Além das tarifas cobradas pelas concessionárias, a Agência Nacional de Energia Elétrica (Aneel) estipula, ao longo do ano, bandeiras tarifárias adicionais para compensar possíveis custos extras para geração de energia elétrica. Em 2020, 10 meses estiveram sob a bandeira verde, ou seja, sem nenhum custo a mais. Já em 2021, todos os meses estiveram sob a bandeira amarela ou vermelha, com custos adicionais por quilowatts-hora consumidos. O valor mais caro chegou a R$ 14,20/100 KWh.

Mesmo antes da crise hídrica, o alto custo da energia já era um dos principais entraves ao aumento da competitividade da indústria brasileira. Segundo o estudo Competitividade Brasil 2019-2020, da Confederação Nacional da Indústria (CNI), o Brasil fica em último lugar, entre 18 países, no fator Infraestrutura de energia, devido ao alto custo de energia elétrica e à baixa qualidade no fornecimento.

Recentemente, a confederação publicou o estudo “Impacto econômico do aumento no preço da energia elétrica”. De acordo com o levantamento da CNI, em 2021:

  • Estima-se que o aumento no preço da energia resultará em uma queda no PIB de R$ 8,2 bilhões a preços de 2020 em relação ao PIB que ocorreria sem o aumento no preço da energia.
  • O PIB industrial, relativo à indústria total - que contempla a indústria extrativa, a indústria de transformação, os serviços industriais de utilidade pública e a construção - deve se reduzir em R$ 2,2 bilhões a preços de 2020. Já a indústria de transformação terá queda de R$ 1,2 bilhão em seu PIB em 2021 frente ao que ocorreria sem o aumento de custos com energia.
  • Neste mesmo ano, estima-se que os efeitos diretos e indiretos do aumento de preço da energia gerem uma perda de cerca de 166 mil empregos em relação à quantidade de pessoas que estariam ocupadas sem o aumento no preço da energia.
  • O consumo das famílias se reduzirá em R$ 7 bilhões a preços de 2020. Já a inflação às famílias, em 2021, sofrerá um aumento de 0,16%.
  • A perda nas exportações será o equivalente a R$ 2,9 bilhões.

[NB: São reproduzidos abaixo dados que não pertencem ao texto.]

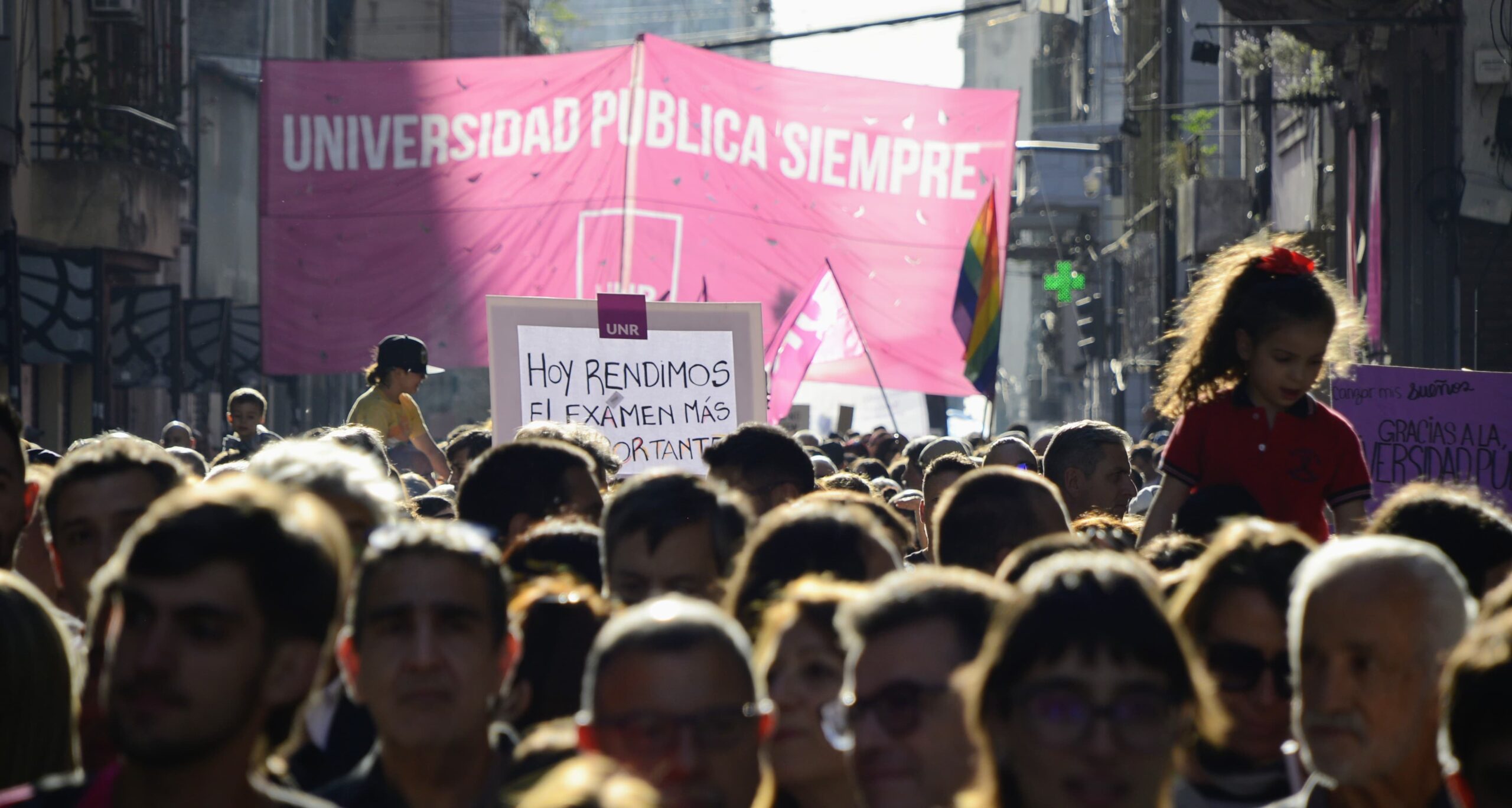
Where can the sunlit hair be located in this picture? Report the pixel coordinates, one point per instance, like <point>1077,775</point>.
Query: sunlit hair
<point>37,688</point>
<point>1476,692</point>
<point>800,539</point>
<point>331,470</point>
<point>900,530</point>
<point>1245,553</point>
<point>1233,294</point>
<point>557,620</point>
<point>669,624</point>
<point>1455,518</point>
<point>584,436</point>
<point>1448,610</point>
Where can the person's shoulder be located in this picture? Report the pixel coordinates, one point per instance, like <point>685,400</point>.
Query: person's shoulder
<point>353,787</point>
<point>288,798</point>
<point>1332,419</point>
<point>52,792</point>
<point>1216,406</point>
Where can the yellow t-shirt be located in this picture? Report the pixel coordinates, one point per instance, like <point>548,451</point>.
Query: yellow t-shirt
<point>395,421</point>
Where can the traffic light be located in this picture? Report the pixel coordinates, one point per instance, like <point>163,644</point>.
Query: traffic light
<point>1092,324</point>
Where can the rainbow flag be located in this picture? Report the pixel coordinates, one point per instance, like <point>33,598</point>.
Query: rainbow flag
<point>979,298</point>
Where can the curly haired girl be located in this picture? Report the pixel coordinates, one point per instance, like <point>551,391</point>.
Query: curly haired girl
<point>1257,332</point>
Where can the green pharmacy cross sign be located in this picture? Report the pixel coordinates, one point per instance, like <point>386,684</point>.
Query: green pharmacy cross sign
<point>1065,281</point>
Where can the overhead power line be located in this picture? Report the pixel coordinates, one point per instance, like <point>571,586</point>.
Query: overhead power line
<point>764,40</point>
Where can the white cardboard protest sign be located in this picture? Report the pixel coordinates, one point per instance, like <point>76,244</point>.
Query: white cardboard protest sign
<point>660,400</point>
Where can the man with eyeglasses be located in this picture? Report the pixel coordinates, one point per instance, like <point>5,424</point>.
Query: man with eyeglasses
<point>898,719</point>
<point>427,648</point>
<point>669,690</point>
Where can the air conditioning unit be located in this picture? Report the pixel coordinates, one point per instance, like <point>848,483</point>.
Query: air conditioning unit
<point>115,8</point>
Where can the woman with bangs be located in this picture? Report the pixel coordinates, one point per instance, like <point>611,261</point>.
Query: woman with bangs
<point>1084,693</point>
<point>1234,606</point>
<point>800,654</point>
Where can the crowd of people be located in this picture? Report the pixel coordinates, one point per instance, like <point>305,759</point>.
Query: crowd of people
<point>363,616</point>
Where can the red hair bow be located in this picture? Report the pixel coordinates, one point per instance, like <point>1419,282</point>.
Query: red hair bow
<point>1286,262</point>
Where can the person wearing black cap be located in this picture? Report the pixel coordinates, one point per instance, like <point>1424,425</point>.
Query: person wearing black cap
<point>401,365</point>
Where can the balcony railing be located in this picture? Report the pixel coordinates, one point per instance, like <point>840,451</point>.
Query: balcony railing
<point>109,133</point>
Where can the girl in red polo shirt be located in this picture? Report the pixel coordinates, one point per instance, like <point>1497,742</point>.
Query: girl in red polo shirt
<point>1254,335</point>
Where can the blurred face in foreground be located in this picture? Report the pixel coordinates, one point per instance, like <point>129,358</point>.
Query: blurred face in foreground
<point>191,669</point>
<point>1086,731</point>
<point>93,516</point>
<point>684,721</point>
<point>1369,701</point>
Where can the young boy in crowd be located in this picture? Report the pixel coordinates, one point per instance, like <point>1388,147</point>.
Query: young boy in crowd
<point>247,415</point>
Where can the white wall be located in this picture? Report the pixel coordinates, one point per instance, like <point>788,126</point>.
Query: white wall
<point>1479,106</point>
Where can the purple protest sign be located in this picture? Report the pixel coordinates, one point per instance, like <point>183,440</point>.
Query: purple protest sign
<point>622,317</point>
<point>1425,424</point>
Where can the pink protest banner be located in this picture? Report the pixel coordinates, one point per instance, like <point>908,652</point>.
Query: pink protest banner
<point>397,196</point>
<point>817,320</point>
<point>1425,424</point>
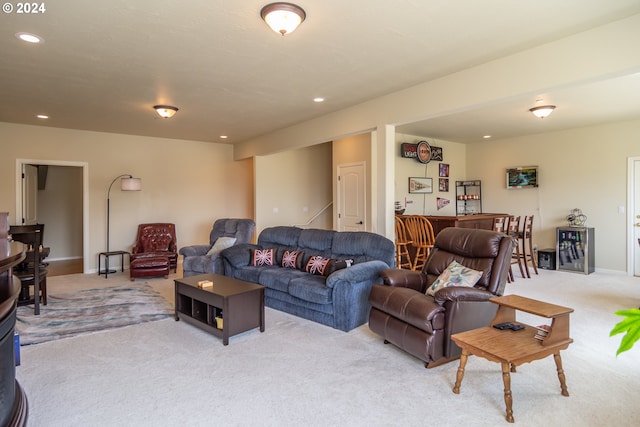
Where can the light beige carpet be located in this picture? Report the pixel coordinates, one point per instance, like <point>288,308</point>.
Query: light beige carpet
<point>299,373</point>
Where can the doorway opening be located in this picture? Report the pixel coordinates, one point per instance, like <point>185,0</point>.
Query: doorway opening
<point>75,176</point>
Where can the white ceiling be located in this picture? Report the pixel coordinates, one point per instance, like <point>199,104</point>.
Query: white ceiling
<point>103,65</point>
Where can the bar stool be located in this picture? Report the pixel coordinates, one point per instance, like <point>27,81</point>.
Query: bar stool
<point>421,232</point>
<point>403,259</point>
<point>527,244</point>
<point>513,230</point>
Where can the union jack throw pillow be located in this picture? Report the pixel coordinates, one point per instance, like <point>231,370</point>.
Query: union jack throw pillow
<point>292,259</point>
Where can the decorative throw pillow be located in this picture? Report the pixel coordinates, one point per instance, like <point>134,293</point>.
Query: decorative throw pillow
<point>316,265</point>
<point>455,274</point>
<point>292,259</point>
<point>262,257</point>
<point>335,265</point>
<point>221,244</point>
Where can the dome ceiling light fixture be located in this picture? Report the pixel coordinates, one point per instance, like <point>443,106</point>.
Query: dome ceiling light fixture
<point>165,111</point>
<point>283,18</point>
<point>542,111</point>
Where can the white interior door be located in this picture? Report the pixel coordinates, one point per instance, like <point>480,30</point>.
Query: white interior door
<point>351,197</point>
<point>29,195</point>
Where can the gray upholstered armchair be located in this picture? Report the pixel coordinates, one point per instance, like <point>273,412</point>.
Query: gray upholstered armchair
<point>202,259</point>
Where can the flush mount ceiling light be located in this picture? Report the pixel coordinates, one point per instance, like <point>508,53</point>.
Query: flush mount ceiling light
<point>542,111</point>
<point>282,17</point>
<point>165,111</point>
<point>30,38</point>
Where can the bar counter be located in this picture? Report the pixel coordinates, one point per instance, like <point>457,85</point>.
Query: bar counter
<point>482,221</point>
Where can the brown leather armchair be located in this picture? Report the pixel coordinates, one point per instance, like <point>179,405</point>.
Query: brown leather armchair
<point>421,324</point>
<point>155,251</point>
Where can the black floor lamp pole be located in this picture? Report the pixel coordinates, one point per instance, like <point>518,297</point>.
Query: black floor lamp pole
<point>106,267</point>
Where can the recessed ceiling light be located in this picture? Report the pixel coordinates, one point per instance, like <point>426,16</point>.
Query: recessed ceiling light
<point>30,38</point>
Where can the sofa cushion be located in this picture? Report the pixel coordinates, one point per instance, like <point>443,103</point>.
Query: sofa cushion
<point>316,265</point>
<point>278,278</point>
<point>221,244</point>
<point>311,288</point>
<point>292,259</point>
<point>262,257</point>
<point>455,274</point>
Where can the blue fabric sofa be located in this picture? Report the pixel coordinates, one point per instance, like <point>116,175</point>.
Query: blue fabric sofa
<point>340,299</point>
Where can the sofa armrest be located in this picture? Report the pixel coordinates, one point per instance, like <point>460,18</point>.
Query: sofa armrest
<point>405,278</point>
<point>368,272</point>
<point>461,293</point>
<point>194,250</point>
<point>238,255</point>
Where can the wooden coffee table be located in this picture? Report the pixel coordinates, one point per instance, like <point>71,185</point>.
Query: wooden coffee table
<point>513,348</point>
<point>240,304</point>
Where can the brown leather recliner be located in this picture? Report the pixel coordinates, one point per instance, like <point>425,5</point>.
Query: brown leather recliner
<point>154,243</point>
<point>422,325</point>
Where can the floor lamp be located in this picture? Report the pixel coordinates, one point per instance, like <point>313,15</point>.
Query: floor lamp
<point>127,183</point>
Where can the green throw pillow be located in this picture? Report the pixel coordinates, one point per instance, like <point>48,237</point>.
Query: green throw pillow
<point>455,274</point>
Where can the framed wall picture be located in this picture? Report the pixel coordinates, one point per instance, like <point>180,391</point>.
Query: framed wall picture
<point>420,185</point>
<point>443,185</point>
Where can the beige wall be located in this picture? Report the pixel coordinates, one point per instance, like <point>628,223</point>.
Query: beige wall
<point>293,186</point>
<point>453,154</point>
<point>185,182</point>
<point>583,168</point>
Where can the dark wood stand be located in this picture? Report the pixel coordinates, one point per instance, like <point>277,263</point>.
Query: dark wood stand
<point>239,304</point>
<point>13,401</point>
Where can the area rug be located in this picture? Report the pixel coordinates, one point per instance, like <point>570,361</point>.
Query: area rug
<point>89,311</point>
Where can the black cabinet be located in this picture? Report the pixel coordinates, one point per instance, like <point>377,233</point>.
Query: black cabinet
<point>575,249</point>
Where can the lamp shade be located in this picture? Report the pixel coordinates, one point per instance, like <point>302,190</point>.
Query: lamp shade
<point>283,18</point>
<point>131,184</point>
<point>542,111</point>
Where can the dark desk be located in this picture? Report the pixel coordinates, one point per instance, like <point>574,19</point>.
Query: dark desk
<point>106,256</point>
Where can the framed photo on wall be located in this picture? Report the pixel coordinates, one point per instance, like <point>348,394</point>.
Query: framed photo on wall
<point>420,185</point>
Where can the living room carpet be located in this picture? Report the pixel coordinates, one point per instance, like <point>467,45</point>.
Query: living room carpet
<point>300,373</point>
<point>91,310</point>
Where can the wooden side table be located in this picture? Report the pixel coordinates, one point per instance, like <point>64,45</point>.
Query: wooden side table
<point>512,348</point>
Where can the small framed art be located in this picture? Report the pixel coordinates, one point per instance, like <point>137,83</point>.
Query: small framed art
<point>420,185</point>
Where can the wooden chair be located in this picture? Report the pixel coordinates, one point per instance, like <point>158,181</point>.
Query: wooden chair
<point>421,233</point>
<point>526,244</point>
<point>513,230</point>
<point>31,271</point>
<point>403,259</point>
<point>501,225</point>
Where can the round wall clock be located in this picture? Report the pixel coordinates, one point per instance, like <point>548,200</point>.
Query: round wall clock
<point>424,152</point>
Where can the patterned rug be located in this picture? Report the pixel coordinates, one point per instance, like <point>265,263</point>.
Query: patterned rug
<point>89,311</point>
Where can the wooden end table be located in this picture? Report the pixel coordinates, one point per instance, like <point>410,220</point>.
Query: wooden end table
<point>240,304</point>
<point>512,348</point>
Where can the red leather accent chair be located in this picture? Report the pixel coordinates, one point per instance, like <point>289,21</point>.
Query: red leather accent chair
<point>421,324</point>
<point>155,252</point>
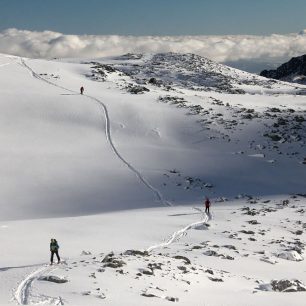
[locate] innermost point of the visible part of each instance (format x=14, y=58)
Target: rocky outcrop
x=292, y=71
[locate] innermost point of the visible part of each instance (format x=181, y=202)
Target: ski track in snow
x=180, y=233
x=155, y=191
x=22, y=293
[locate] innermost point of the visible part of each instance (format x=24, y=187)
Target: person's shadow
x=209, y=215
x=69, y=94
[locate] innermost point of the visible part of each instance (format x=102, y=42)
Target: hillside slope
x=160, y=129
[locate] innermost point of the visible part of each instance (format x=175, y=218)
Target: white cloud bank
x=272, y=48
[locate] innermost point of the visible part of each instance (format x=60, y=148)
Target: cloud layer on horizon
x=229, y=48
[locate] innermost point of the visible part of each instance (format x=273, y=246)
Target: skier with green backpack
x=54, y=250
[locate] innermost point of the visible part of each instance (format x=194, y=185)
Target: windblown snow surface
x=118, y=176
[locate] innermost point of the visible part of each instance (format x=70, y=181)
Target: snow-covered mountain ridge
x=121, y=173
x=292, y=71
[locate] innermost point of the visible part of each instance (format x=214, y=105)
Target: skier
x=207, y=205
x=54, y=250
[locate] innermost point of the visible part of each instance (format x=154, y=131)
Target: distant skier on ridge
x=54, y=250
x=207, y=205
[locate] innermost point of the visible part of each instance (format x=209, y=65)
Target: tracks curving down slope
x=158, y=195
x=182, y=232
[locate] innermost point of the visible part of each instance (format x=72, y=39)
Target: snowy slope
x=151, y=132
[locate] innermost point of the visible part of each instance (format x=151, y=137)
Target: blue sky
x=155, y=17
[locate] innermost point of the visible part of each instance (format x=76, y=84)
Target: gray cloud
x=231, y=48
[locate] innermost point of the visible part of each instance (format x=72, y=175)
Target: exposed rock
x=186, y=260
x=136, y=253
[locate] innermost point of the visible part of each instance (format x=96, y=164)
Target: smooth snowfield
x=126, y=166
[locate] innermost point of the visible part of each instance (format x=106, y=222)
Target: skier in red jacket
x=207, y=205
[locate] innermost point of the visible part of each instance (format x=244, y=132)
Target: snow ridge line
x=178, y=234
x=23, y=291
x=155, y=191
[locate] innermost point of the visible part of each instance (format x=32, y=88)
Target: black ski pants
x=52, y=255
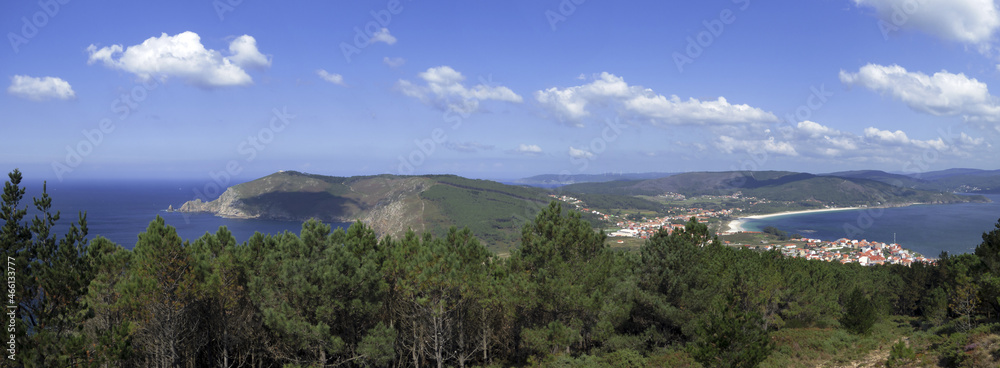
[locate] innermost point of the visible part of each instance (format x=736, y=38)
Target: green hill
x=390, y=204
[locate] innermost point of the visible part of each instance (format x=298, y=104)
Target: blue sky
x=234, y=90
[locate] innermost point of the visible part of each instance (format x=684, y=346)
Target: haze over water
x=926, y=229
x=120, y=210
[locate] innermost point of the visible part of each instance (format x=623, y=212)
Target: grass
x=816, y=347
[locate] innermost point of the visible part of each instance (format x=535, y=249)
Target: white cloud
x=940, y=94
x=183, y=56
x=809, y=139
x=528, y=149
x=899, y=137
x=245, y=54
x=383, y=35
x=572, y=104
x=770, y=145
x=579, y=153
x=330, y=77
x=966, y=21
x=40, y=89
x=394, y=62
x=443, y=88
x=814, y=129
x=467, y=147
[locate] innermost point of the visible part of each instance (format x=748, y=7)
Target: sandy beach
x=736, y=225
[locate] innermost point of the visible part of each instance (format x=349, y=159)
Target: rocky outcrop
x=389, y=205
x=227, y=205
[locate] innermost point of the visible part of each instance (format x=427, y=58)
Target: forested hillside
x=325, y=298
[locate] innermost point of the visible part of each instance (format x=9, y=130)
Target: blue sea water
x=926, y=229
x=120, y=210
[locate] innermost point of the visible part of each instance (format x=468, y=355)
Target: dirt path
x=875, y=358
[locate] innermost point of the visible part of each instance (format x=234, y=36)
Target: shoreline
x=736, y=226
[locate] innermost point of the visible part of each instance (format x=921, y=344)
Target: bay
x=120, y=210
x=926, y=229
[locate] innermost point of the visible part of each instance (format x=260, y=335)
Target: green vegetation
x=349, y=298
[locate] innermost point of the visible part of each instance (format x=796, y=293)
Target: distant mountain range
x=858, y=188
x=390, y=204
x=495, y=212
x=951, y=180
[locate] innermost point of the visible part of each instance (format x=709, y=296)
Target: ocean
x=926, y=229
x=120, y=210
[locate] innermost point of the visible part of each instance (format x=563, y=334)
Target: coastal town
x=843, y=250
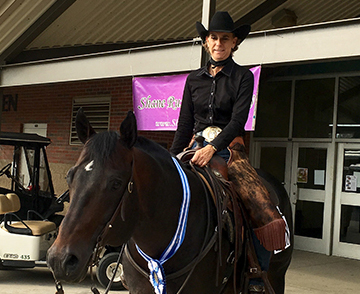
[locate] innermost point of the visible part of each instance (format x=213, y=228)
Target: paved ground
x=308, y=273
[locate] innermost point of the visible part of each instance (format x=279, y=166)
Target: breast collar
x=157, y=273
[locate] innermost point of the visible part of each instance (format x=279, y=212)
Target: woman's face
x=220, y=44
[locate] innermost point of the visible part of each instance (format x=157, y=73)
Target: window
x=97, y=111
x=348, y=118
x=273, y=112
x=313, y=108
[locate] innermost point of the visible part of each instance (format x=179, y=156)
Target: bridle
x=94, y=260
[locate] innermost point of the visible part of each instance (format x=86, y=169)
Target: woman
x=215, y=106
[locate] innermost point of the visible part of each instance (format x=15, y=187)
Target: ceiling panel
x=98, y=22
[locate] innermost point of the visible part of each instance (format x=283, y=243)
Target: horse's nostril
x=71, y=264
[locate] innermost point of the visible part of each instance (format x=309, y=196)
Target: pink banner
x=157, y=101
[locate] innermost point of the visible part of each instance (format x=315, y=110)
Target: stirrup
x=256, y=289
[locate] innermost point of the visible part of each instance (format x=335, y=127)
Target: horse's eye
x=69, y=175
x=116, y=184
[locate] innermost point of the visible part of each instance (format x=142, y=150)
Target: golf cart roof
x=7, y=138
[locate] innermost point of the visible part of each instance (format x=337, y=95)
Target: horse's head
x=99, y=185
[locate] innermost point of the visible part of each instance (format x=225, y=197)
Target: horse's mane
x=103, y=144
x=151, y=147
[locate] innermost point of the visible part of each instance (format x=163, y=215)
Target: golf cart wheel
x=105, y=271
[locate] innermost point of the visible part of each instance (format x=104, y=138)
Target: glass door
x=274, y=158
x=306, y=171
x=311, y=194
x=347, y=202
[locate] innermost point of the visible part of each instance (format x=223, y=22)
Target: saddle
x=232, y=217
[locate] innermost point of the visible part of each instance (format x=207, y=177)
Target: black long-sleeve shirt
x=222, y=101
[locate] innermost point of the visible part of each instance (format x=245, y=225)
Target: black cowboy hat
x=222, y=22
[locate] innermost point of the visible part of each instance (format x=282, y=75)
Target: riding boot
x=268, y=225
x=256, y=289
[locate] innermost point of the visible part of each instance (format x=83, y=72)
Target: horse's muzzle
x=65, y=265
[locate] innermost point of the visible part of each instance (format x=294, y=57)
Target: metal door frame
x=341, y=248
x=292, y=150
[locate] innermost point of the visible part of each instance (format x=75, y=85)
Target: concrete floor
x=317, y=273
x=308, y=273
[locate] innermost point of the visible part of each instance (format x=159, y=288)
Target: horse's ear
x=83, y=127
x=128, y=130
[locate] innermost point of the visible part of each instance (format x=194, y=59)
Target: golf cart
x=28, y=223
x=28, y=206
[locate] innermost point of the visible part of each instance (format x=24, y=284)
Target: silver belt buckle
x=210, y=133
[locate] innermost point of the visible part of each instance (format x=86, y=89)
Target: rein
x=205, y=248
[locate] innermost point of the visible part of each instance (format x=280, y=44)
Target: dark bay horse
x=126, y=189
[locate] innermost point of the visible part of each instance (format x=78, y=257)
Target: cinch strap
x=157, y=274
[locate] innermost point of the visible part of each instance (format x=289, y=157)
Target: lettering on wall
x=10, y=102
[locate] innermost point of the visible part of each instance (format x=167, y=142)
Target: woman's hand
x=203, y=155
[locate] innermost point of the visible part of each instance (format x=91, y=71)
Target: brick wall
x=52, y=104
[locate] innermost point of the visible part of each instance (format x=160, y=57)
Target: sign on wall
x=157, y=101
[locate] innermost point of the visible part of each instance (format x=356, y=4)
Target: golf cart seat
x=9, y=204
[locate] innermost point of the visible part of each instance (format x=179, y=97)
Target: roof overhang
x=324, y=41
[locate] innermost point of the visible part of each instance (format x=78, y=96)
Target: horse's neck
x=161, y=196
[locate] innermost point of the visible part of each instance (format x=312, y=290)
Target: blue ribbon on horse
x=157, y=273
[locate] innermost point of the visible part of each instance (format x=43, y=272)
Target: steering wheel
x=5, y=169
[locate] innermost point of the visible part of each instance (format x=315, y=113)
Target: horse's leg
x=278, y=266
x=138, y=283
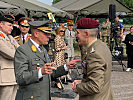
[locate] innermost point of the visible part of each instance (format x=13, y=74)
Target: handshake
x=48, y=67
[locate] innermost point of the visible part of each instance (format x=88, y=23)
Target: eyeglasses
x=62, y=31
x=24, y=26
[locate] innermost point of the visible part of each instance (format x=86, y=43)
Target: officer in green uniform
x=117, y=32
x=33, y=66
x=106, y=31
x=96, y=64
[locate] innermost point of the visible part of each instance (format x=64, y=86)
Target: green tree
x=55, y=1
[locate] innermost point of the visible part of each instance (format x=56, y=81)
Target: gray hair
x=93, y=32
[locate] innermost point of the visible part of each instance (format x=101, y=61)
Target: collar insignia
x=34, y=48
x=1, y=35
x=92, y=50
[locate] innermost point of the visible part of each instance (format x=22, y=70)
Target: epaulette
x=17, y=38
x=1, y=35
x=92, y=50
x=29, y=36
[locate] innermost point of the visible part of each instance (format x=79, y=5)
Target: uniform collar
x=25, y=36
x=91, y=43
x=36, y=44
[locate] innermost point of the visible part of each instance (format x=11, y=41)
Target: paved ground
x=122, y=84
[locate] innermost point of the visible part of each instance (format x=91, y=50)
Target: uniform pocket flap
x=31, y=95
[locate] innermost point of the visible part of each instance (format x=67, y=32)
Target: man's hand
x=72, y=63
x=74, y=85
x=48, y=68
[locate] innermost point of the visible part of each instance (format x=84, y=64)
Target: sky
x=49, y=2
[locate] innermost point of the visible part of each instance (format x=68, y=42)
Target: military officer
x=33, y=66
x=96, y=64
x=117, y=32
x=69, y=38
x=106, y=31
x=8, y=45
x=24, y=29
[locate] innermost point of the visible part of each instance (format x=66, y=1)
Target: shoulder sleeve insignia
x=1, y=35
x=34, y=48
x=17, y=38
x=29, y=36
x=92, y=50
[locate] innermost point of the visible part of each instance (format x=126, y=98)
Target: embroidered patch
x=1, y=35
x=34, y=48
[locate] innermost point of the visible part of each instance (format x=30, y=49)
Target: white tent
x=91, y=7
x=36, y=8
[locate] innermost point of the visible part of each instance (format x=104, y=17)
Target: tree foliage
x=55, y=1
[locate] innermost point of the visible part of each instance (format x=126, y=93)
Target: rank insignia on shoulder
x=29, y=36
x=92, y=50
x=38, y=68
x=1, y=35
x=83, y=64
x=17, y=38
x=34, y=48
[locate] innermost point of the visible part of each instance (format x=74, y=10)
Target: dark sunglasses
x=25, y=26
x=62, y=31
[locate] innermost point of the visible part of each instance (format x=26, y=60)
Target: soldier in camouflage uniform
x=106, y=31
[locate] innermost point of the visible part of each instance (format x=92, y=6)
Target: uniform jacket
x=95, y=84
x=106, y=29
x=27, y=62
x=59, y=58
x=8, y=46
x=69, y=38
x=20, y=41
x=129, y=47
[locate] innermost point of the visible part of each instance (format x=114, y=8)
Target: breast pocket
x=36, y=63
x=34, y=95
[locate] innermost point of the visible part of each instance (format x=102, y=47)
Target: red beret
x=7, y=18
x=87, y=23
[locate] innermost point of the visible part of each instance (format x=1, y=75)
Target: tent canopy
x=6, y=8
x=36, y=8
x=92, y=7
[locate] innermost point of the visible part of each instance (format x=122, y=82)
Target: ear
x=87, y=33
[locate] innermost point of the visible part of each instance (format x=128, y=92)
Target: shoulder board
x=1, y=35
x=17, y=37
x=29, y=35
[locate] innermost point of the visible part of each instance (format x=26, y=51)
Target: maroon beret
x=87, y=23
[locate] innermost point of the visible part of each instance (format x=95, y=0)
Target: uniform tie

Já para 2022, estima-se que:

  • O aumento no preço da energia elétrica resultará em uma perda no PIB de R$ 14,2 bilhões a preços de 2020. Seu efeito sobre o PIB industrial é de queda equivalente a R$ 3,8 bilhões a preços de 2020, em relação ao PIB que ocorreria sem o aumento no preço da energia.
  • A perda estimada no PIB da indústria de transformação em decorrência do aumento no preço da energia elétrica é de R$ 1,7 bilhão em 2022. O impacto sobre o emprego é uma perda de cerca de 290 mil empregos em relação à quantidade de pessoas ocupadas entre abril e junho de 2021.
  • O consumo das famílias se reduzirá em R$ 12,1 bilhões a preços de 2020. Já o aumento no preço às famílias será de 0,41%. 
  • As exportações devem cair aproximadamente 5,2 bilhões de reais.

Programa de Eficiência Energética e Energias Renováveis

Para mitigar os efeitos econômicos do aumento da conta da energia elétrica, o Governo do Espírito Santo lançou o Programa de Eficiência Energética e Energias Renováveis. O objetivo é disponibilizar linhas de crédito para projetos de eficiência energética e geração de energia por meio de fontes renováveis, além de oferecer capacitação para profissionais em gestão e eficiência energética, cogeração, micro e minigeração, entre outras ações.

Várias entidades do setor energético assinaram um termo de cooperação, entre elas o Banco de Desenvolvimento do Espírito Santo (BANDES), o agente financiador dos projetos.

Além disso, o governo estadual também avalia e acompanha o consumo de energia de suas próprias unidades, para propor ações de redução de custos de eletricidade.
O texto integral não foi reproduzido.